Primary tested compiler are passing in release mode with warnings as errors. They also are tested with a comprehensive set of backend combinations (i.e. OpenMP, Pthreads, Serial, OpenMP+Serial, ...). We are using the following set of flags:

  • GCC:

       -Wall -Wunused-parameter -Wshadow -pedantic
       -Werror -Wsign-compare -Wtype-limits
       -Wignored-qualifiers -Wempty-body
       -Wclobbered -Wuninitialized
    
  • Intel:

      -Wall -Wunused-parameter -Wshadow -pedantic
      -Werror -Wsign-compare -Wtype-limits
      -Wuninitialized
    
  • Clang:

      -Wall -Wunused-parameter -Wshadow -pedantic
      -Werror -Wsign-compare -Wtype-limits
      -Wuninitialized
    
  • NVCC:

      -Wall -Wunused-parameter -Wshadow -pedantic
      -Werror -Wsign-compare -Wtype-limits
      -Wuninitialized
    

Other compilers are tested occasionally, in particular when pushing from develop to master branch. These are tested less rigorously without -Werror and only for a select set of backends.

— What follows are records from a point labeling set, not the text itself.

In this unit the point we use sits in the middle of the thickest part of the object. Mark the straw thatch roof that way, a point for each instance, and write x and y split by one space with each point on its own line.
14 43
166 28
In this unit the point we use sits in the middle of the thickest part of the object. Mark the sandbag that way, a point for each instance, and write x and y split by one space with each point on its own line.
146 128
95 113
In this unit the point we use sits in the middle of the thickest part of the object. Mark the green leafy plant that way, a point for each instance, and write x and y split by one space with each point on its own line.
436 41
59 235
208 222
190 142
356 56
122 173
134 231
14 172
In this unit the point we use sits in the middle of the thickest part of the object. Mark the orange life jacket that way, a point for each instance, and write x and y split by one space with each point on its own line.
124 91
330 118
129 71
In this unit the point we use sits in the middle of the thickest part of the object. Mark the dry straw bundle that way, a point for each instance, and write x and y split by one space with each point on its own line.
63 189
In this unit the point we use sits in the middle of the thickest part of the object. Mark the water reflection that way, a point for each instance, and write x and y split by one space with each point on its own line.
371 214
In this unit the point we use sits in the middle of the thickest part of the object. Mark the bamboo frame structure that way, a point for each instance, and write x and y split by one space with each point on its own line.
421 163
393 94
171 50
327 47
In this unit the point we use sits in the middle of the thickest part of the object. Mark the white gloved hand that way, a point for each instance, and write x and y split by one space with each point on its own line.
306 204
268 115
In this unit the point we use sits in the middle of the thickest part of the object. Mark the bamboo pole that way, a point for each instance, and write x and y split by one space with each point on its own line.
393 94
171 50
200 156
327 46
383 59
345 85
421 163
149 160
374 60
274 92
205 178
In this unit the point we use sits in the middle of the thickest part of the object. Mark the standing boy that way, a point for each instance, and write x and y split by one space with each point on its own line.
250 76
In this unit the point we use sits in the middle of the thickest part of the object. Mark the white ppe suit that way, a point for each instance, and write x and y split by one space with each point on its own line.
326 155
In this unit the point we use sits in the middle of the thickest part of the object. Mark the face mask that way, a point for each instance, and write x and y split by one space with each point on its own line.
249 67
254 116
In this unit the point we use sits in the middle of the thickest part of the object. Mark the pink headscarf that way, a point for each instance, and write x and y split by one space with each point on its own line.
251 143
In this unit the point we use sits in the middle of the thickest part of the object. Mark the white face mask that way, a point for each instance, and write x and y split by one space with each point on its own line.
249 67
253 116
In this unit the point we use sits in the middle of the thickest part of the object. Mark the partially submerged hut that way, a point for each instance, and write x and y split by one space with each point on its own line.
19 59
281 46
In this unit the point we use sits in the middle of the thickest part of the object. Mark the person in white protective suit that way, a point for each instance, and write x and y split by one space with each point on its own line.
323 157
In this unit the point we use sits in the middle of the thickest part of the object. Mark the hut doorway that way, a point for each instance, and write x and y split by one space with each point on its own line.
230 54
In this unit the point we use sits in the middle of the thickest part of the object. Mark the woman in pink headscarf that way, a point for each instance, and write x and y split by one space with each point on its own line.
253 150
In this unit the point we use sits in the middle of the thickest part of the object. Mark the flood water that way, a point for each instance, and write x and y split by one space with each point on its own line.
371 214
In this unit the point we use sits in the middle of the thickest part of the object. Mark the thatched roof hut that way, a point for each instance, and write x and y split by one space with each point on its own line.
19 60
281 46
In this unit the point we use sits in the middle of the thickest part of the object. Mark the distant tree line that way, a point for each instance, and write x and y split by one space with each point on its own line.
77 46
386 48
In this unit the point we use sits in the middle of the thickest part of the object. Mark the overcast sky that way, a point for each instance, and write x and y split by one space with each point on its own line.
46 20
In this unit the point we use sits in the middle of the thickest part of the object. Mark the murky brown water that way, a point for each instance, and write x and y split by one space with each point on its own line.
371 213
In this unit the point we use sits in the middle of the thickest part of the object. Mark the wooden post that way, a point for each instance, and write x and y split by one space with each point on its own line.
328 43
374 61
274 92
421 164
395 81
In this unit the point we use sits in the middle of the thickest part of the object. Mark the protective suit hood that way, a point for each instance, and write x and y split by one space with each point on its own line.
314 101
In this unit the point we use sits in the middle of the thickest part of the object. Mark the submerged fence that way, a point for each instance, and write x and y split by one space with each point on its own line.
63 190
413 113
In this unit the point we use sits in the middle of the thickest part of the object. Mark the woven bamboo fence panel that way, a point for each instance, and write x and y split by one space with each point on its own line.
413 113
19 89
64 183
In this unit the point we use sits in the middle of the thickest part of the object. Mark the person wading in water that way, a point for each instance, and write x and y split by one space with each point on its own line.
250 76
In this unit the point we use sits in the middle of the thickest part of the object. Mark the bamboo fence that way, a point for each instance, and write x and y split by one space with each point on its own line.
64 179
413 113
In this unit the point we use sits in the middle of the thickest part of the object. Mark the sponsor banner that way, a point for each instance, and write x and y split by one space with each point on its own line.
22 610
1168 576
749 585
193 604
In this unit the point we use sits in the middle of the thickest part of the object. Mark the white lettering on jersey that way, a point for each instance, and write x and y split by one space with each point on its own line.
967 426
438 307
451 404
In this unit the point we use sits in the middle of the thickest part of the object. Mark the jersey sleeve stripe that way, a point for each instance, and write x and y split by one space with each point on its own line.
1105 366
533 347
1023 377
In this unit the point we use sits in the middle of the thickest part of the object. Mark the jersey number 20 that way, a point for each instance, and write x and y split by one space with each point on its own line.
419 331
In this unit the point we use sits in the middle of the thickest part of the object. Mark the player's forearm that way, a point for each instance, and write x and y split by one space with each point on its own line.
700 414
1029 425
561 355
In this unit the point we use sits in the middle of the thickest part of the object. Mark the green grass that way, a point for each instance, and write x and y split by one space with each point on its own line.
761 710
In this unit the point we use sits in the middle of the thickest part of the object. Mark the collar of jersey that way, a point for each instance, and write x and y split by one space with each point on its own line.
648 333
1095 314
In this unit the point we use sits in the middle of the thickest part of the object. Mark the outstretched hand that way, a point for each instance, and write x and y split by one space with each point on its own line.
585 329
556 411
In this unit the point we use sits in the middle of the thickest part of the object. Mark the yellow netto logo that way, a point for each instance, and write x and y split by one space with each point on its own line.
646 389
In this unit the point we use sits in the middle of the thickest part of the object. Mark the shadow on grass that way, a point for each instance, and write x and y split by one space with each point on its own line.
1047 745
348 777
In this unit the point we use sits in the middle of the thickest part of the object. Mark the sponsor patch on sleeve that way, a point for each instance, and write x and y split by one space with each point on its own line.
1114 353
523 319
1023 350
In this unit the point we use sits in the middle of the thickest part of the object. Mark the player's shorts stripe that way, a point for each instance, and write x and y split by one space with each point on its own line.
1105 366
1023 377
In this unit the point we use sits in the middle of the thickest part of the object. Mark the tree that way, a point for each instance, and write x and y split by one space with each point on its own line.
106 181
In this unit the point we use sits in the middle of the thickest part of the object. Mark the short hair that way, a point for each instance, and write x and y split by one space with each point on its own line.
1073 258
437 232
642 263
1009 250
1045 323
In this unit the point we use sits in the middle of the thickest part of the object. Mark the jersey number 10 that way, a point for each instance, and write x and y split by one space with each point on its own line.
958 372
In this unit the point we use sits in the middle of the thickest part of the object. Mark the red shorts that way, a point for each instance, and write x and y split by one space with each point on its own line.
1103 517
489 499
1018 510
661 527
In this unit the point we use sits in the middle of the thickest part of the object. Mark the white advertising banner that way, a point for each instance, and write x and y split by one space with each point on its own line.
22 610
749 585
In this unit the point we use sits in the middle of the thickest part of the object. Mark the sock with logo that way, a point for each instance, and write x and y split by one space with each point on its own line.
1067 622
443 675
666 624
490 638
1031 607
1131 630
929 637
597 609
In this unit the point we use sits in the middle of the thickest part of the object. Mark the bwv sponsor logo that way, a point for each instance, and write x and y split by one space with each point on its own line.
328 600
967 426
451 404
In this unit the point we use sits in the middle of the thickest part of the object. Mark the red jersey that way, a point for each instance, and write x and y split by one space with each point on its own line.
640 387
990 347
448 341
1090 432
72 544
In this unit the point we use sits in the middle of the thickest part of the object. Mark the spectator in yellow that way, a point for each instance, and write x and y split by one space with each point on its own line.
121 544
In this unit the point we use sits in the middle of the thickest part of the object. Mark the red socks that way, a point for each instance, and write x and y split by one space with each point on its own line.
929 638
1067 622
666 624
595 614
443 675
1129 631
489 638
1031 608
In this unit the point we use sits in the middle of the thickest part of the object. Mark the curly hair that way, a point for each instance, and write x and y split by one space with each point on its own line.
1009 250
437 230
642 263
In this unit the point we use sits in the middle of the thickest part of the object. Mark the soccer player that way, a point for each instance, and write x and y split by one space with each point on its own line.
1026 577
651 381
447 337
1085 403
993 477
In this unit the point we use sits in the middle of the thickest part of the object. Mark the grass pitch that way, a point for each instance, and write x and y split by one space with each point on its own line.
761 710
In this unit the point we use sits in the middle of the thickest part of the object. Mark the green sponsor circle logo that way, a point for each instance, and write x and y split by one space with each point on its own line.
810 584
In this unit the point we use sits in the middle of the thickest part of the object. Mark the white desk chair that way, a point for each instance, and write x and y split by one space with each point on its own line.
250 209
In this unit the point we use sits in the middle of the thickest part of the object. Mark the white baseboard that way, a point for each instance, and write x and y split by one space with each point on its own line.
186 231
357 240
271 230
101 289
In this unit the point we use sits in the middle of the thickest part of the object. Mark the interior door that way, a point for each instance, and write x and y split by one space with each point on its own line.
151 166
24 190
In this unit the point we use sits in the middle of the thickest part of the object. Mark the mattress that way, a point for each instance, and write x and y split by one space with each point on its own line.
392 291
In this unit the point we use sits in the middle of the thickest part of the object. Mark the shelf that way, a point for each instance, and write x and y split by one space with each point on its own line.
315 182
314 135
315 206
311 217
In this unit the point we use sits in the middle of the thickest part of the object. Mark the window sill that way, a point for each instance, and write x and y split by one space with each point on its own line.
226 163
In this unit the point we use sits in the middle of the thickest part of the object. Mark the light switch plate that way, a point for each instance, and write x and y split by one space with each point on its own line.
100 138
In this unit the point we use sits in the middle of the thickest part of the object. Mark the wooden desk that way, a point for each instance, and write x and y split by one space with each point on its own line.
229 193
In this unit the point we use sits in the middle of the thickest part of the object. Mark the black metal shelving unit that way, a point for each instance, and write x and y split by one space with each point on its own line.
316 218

Building and Installing Kokkos

Kokkos provide a CMake build system and a raw Makefile build system. The CMake build system is strongly encouraged and will be the most rigorously supported in future releases. Full details are given in the build instructions. Basic setups are shown here:

CMake

The best way to install Kokkos is using the CMake build system. Assuming Kokkos lives in $srcdir:

cmake $srcdir \
  -DCMAKE_CXX_COMPILER=$path_to_compiler \
  -DCMAKE_INSTALL_PREFIX=$path_to_install \
  -DKokkos_ENABLE_OPENMP=On \
  -DKokkos_ARCH_HSW=On \
  -DKokkos_ENABLE_HWLOC=On \
  -DKokkos_HWLOC_DIR=$path_to_hwloc

then simply type make install. The Kokkos CMake package will then be installed in $path_to_install to be used by downstream packages.

To validate the Kokkos build, configure with

 -DKokkos_ENABLE_TESTS=On

and run make test after completing the build.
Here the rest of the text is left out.